Who is a leader, and who is a manager? A leader creates change. She leads by example, through charisma, persuasion, and reason, and is concerned with effectiveness and ultimate goals. A manager is someone who implements change. He coordinates, directs, and is concerned with efficiency, with means rather than ends, and with control rather than trust.
In short, everyone wants to be a leader. And though they may be necessary, no one loves managers.
Education Pioneers is a nonprofit dedicated to headhunting freshly minted Harvard MBAs and Stanford Law school graduates and employing them as administrators within charter school organizations and public school districts. Their goal is to recruit 10,000 such professionals from top education, business, and law graduate programs by 2023. According to their mission statement,
Education Pioneers exists to identify, train, connect, and inspire a new generation of leaders dedicated to transforming our education system so that all students receive a quality education.
Here are the assumptions embedded in that mission and taken from elsewhere on the website.
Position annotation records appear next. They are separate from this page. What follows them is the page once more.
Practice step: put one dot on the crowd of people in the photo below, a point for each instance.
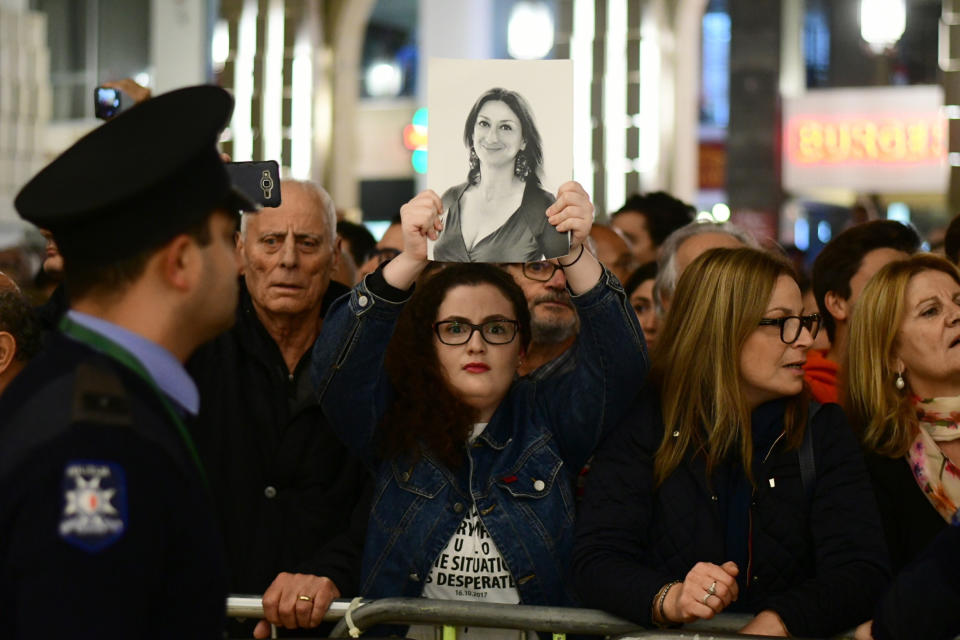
(275, 403)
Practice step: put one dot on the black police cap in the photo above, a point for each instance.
(138, 180)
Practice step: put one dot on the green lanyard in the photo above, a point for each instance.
(124, 357)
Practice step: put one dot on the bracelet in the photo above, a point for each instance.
(662, 596)
(564, 266)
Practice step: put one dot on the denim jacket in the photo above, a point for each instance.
(520, 470)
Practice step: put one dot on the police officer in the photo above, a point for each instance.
(105, 523)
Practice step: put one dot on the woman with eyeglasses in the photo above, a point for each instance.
(724, 489)
(474, 466)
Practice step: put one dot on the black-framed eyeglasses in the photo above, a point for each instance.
(791, 326)
(456, 332)
(540, 271)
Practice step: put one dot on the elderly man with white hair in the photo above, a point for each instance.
(284, 486)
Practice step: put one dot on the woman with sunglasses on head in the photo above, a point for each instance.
(474, 467)
(724, 489)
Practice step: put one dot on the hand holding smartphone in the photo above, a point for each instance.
(106, 102)
(259, 181)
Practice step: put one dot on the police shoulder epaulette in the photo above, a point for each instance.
(99, 396)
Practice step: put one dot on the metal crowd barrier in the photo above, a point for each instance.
(450, 614)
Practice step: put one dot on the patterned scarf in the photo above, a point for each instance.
(938, 477)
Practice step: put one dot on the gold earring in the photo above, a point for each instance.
(899, 383)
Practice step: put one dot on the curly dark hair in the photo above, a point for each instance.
(425, 412)
(18, 319)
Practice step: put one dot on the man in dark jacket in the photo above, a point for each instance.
(284, 486)
(104, 513)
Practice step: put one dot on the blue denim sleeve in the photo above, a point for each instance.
(585, 403)
(347, 366)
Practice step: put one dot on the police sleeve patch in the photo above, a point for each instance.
(94, 512)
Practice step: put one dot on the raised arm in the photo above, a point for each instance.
(348, 355)
(611, 353)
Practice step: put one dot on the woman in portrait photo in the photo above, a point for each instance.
(497, 215)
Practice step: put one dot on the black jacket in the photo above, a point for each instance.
(70, 417)
(286, 490)
(909, 520)
(922, 601)
(820, 565)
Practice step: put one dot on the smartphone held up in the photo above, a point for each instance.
(106, 102)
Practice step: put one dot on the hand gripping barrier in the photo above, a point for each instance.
(452, 613)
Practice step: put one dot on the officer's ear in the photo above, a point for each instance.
(8, 350)
(180, 262)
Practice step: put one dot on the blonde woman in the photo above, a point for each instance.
(718, 492)
(903, 397)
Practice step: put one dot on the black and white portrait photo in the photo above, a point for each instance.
(501, 144)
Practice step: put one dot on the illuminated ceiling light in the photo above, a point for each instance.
(581, 52)
(882, 22)
(384, 79)
(615, 117)
(721, 212)
(899, 211)
(801, 234)
(824, 231)
(220, 45)
(143, 78)
(530, 30)
(415, 139)
(301, 107)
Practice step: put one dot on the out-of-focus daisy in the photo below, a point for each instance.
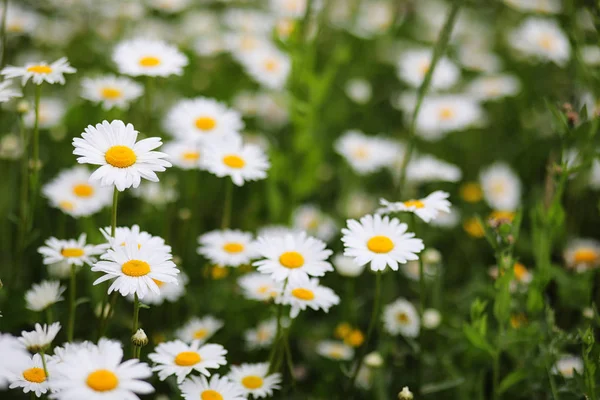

There are common threads with the Gates Foundation agenda I discussed last week.
1) Education is in crisis.
2) Our education system needs to be transformed, particularly schools serving high-needs students.
3) The school bureaucracy outside the classroom, not principals or teachers, are a key lever for this transformation.
4) Those professionals are best identified not by their experience with students but by experiences and qualifications earned far from the education system.
To that end, Education Pioneers today released a glossy sheaf of research reporting that the education field presents prime opportunities for the ambitious Ivy League or equivalent grad. This is a sector with 6 million jobs managing $600 billion in public revenues. There are some 55000 education-related nonprofits representing perhaps as many as 2 million more jobs. And there are dozens of education-related for-profit startups recruiting and hiring as well.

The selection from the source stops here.